In conclusion, we have presented a first parallel version of GH caller that can significantly reduce total execution time and CPU time, but maintaining the quality of results. We have proposed a parallelization strategy that guarantees a good speedup with a limited number of processors and can be executed in either a cluster or a workstation environment. Moreover, this new version of GH caller is not limited by input or output data size, and the memory available of all resources can potentially be used. With our contribution, GH Caller allows taking the full advantage of computational resources available both in clusters and workstations.
Download and Usage
The latest stable software files, both the initial (sequential) and the new (parallel) versions, including sample files and documentation, are available from https://github.com/CRAGENOMICA/pGHcaller. There you also will find how to compile and run the code as well as some example data sets.
Footnotes
Peer Review:
Five peer reviewers contributed to the peer review report. Reviewers’ reports totaled 1162 words, excluding any confidential comments to the academic editor.
Funding:
The author(s) disclosed receipt of the following financial support for the research, authorship, and/or publication of this article: This work has been supported by Ministerio de Ciencia y Tecnología (Spain) under project number TIN2014-53234-C2-1-R and Ministerio de Economía y Competitividad (grant AGL2016-78709-R). The authors confirm that the funder had no influence over the study design, content of the article, or selection of this journal. The authors also acknowledge the support of the Spanish Ministry of Economy and Competitivity for the Center of Excellence Severo Ochoa 2016-2019 (SEV-2015-0533) grant awarded to the Center for Research in Agricultural Genomics and by the CERCA Programme/Generalitat de Catalunya and the European Regional Development Fund (ERDF).
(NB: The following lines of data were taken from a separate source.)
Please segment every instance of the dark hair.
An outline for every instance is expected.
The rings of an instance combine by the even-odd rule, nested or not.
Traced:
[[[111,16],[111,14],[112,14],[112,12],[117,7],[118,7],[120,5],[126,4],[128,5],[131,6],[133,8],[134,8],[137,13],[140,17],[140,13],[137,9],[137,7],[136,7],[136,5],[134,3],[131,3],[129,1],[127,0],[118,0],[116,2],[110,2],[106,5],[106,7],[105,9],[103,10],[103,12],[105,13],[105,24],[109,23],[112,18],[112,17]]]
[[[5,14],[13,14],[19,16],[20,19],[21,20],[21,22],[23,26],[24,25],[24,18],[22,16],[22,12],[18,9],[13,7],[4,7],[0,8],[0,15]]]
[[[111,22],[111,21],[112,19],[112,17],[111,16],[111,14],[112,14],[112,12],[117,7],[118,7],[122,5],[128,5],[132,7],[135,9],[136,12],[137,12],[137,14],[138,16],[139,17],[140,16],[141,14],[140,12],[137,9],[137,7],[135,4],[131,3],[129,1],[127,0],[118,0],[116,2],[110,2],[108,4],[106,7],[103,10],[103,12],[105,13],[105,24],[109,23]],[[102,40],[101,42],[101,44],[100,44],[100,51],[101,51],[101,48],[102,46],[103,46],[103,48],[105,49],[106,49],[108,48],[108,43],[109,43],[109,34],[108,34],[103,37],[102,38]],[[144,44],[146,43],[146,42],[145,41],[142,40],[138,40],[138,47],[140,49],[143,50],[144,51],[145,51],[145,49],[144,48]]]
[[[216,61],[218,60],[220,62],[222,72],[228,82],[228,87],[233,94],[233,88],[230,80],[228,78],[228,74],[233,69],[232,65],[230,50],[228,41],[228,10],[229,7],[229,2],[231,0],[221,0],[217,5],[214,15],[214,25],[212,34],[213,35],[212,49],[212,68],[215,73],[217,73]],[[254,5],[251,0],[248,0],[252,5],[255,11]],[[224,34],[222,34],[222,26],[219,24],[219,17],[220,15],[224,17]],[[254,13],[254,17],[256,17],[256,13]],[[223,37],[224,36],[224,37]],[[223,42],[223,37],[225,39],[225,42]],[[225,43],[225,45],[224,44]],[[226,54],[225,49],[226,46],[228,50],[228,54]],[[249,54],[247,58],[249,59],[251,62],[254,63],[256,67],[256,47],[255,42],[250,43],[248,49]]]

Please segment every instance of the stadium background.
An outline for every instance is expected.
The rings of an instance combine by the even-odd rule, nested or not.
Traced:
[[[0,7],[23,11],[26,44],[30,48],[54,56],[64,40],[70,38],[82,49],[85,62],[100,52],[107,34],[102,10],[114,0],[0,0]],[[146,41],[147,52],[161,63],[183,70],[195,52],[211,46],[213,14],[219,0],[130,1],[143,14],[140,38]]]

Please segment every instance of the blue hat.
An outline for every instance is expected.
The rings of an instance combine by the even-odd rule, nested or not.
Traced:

Declaration of Conflicting Interests:
The author(s) declared no potential conflicts of interest with respect to the research, authorship, and/or publication of this article.
Author Contributions
SER-O, BN, and JN conceived and designed the experiments. JN analyzed the data. SER-O and JN wrote the first draft of the manuscript. SER-O, GV, and PH contributed to the writing of the manuscript. SER-O, BN, PH, GV, and JN agreed with the manuscript results and conclusions and made critical revisions and approved the final version. SER-O, PH, GV, and JN jointly developed the structure and arguments for the article. All the authors reviewed and approved the final manuscript.
Disclosures and Ethics
As a requirement of publication, author(s) have provided to the publisher signed confirmation of compliance with legal and ethical obligations including but not limited to the following: authorship and contributorship, conflicts of interest, privacy and confidentiality, and (where applicable) protection of human and animal research subjects. The authors have read and confirmed their agreement with the ICMJE authorship and conflict of interest criteria. The authors have also confirmed that this article is unique and not under consideration or published in any other publication, and that they have permission from rights holders to reproduce any copyrighted material. Any disclosures are made in this section. The external blind peer reviewers report no conflicts of interest.